What if it's not that simple? What if things have changed in more than one place? That's when we need to compare multiple directories of XML files…

In DGD Tools, there is a skotos-xml-diff utility that will diff two XML objects, or two directories full of XML objects, while ignoring most trivial differences (e.g. comments on the revision history, comments on the time and server the file was generated, whitespace differences.)

If you want to search through just the interesting differences, you can "skotos-xml-diff vault1 vault2" and get a full diff between them.

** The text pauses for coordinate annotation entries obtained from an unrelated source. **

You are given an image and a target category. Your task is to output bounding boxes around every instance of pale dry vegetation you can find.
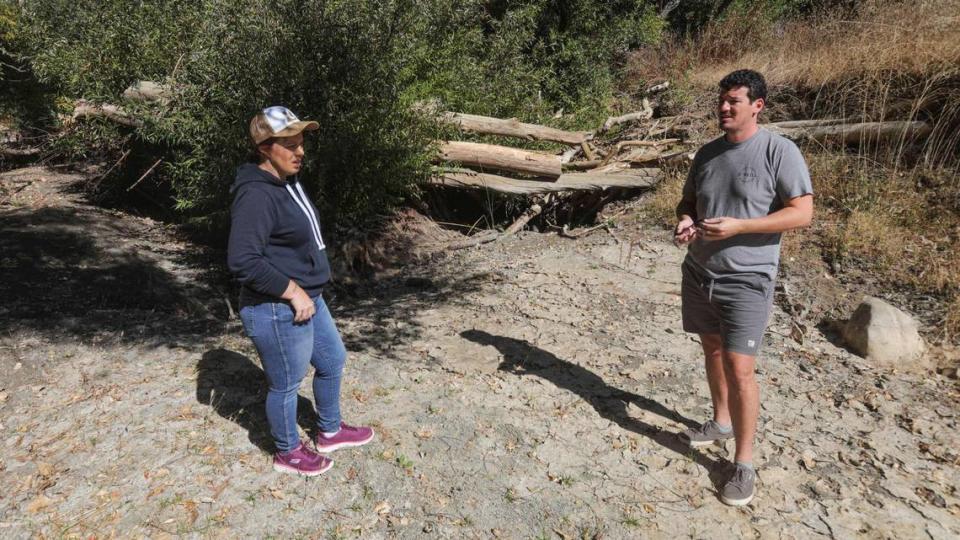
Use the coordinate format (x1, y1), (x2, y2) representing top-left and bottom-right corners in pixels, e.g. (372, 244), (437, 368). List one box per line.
(630, 0), (960, 341)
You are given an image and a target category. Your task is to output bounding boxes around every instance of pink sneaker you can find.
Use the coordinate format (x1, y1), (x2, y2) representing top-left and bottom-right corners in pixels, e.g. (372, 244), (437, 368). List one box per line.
(273, 443), (333, 476)
(314, 422), (373, 453)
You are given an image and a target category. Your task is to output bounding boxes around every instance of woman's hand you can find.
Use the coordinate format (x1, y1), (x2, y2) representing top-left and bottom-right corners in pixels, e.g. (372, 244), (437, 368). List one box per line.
(281, 279), (317, 323)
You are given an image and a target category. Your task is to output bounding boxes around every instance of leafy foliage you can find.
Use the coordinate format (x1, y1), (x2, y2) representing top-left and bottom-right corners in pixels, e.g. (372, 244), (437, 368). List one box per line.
(7, 0), (662, 226)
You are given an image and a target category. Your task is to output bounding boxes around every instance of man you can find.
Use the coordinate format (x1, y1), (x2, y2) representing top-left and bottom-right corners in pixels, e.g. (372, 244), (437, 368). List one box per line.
(674, 69), (813, 506)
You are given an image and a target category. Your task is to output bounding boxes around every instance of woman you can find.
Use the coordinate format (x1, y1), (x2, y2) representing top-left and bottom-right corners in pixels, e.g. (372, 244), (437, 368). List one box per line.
(227, 107), (373, 476)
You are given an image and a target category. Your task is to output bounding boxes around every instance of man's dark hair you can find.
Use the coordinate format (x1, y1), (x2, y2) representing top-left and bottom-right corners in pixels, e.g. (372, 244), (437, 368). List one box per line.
(720, 69), (767, 103)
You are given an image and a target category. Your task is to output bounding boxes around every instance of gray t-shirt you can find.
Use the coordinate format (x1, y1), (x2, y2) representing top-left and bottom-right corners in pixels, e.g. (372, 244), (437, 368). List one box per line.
(677, 128), (813, 279)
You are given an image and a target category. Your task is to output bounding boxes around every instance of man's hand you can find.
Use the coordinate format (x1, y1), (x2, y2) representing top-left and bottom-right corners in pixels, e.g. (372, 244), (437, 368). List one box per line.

You can also use –ignore-whitespace or –merry-only to see only certain kinds of diffs. You can use –ignore-types to give a list of XML node types not to include in the output.

WOE Objects in DGD's LPC

Note: this section is primarily for developers.

Nearly any LPC object (that is: any object that inherits from /usr/System/lib/sys_auto, which happens automatically) can expose itself as a WOE object. In order to do so, it should call set_object_name(), usually in its create() function.

When set_object_name is called, it registers the object by its new WOE name with the IDD (/usr/System/sys/idd), which now knows that that WOE name corresponds to that DGD object.